Transport and fermiology in LuSb/GaSb (001) thin films. (a) Longitudinal resistivity as a function of temperature indicating three different regimes: (i) substrate dominated (blue background), (ii) LuSb dominated (brown background), (iii) LuSb dominated, where quantum corrections become significant (green background). Blue line is a fit to the data in region (ii), between 8 K and 70 K, to the Bloch-Grüneissen functional form. Inset shows the calculated Fermi surface of LuSb. Current is applied along the [110] crystallographic direction. (b) Longitudinal and Hall resistivity as a function of magnetic field perpendicular to the sample plane. Optical micrograph of a hall bar device is shown in the inset. (c) Fast Fourier transform (FFT) of the quantum oscillation reveals three distinct frequencies corresponding to $\alpha , \beta$, and $\delta$ Fermi surface pockets. (d) Temperature dependence of the amplitudes of two main peaks in the FFT spectra in (c). Blue dotted lines are fits to thermal damping of the oscillations, as described in the main text. (e) Kohler's plot for magnetoresistance curves at different sample temperatures. Red and brown lines are linear fits to the data for low field, high temperature and high field, low temperature regimes, respectively.

Figure 3

ARPES spectra of LuSb/GaSb (001) thin films. (a) Bulk three-dimensional Brillouin zone of LuSb and its surface projection showing high-symmetry points. (b) Two-dimensional Fermi surface map near the bulk $\mathrm{\Gamma }$ point showing both holelike $(\beta ,\delta )$ and electronlike $\left(\alpha \right)$ Fermi surface sheets. (c) Two-dimensional map near the bulk $\mathrm{\Gamma }$ point at a binding energy of 0.495 eV illustrating anisotropy of the $\delta$ pocket. (d) E-k spectral map along $\overline{\mathrm{\Gamma }}-\overline{\mathbf{M}}-\overline{\mathrm{\Gamma }}$ as indicated by brown arrows in panel (b). E-k spectral maps along (e) $\overline{\mathbf{M}}-\overline{\mathrm{\Gamma }}-\overline{\mathbf{M}}$ and (f) $\overline{\mathbf{X}}-\overline{\mathrm{\Gamma }}-\overline{\mathbf{X}}$ indicated by blue and red arrows in (c), respectively. Red dotted lines are calculated band dispersions from DFT.

Figure 4

Weak antilocalization and quasi-two-dimensional behavior in LuSb/GaSb (001) thin films. (a) Dependence of FFT frequencies on relative angles between the surface normal and the magnetic field direction and corresponding fits to the 2D Fermi surface model as described in the main text.
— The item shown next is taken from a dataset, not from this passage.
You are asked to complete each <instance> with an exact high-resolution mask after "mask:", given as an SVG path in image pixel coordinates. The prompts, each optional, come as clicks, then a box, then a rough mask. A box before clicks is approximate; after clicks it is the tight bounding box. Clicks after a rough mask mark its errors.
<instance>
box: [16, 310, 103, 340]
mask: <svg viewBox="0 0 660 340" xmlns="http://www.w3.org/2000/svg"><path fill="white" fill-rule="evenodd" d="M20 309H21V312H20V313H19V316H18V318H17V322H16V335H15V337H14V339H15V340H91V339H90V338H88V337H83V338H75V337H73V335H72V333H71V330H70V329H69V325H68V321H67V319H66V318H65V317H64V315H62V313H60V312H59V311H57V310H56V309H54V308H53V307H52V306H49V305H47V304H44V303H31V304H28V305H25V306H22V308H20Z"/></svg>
The angle is defined in the inset. (b) Temperature dependence of conductance at different out-of-plane magnetic fields. Background colors indicate transport regimes as described in Fig. 2. Fits to quantum corrections to the conductance are shown in dotted black lines. Inset shows the evolution of A, the coefficient of the $ln$(T) term used in the fits, with magnetic field. (c) Evolution of WAL with temperature. Corresponding fits to 2D HLN theory are overlaid as black solid lines. (d) Extracted phase coherence lengths from the fits in (c). Inset shows decrease in the number of channels with increase in temperature as obtained from the same fits in (c). Blue solid line is a fit showing exponential decay in the number of channels with increasing temperature. (e) Inelastic scattering rate as a function of temperature. Blue line is a fit showing ${\mathrm{T}}^n$ dependence ($n=3.47\pm 0.38$) of the inelastic scattering rate.

Figure 5

Angular dependence of weak antilocalization in LuSb/GaSb (001) thin films. (a) Longitudinal resistance as a function of angle between the surface normal and the magnetic field vector. The angle is defined in the inset of Fig. 4. A zoomed-in image between $\pm 0.5$ T, showing positive magnetoresistance due to WAL, is shown in the inset. (b) Same data in (a) plotted as a function of the normal component of the applied magnetic field showing that the WAL scales with the normal component of the magnetic field vector between $\pm 0.05$ T. (c) Parallel field magnetoconductance. Fits to Eq. (2), as described in the text, to the low field magnetoconductance between $\pm 1$ T is shown in blue.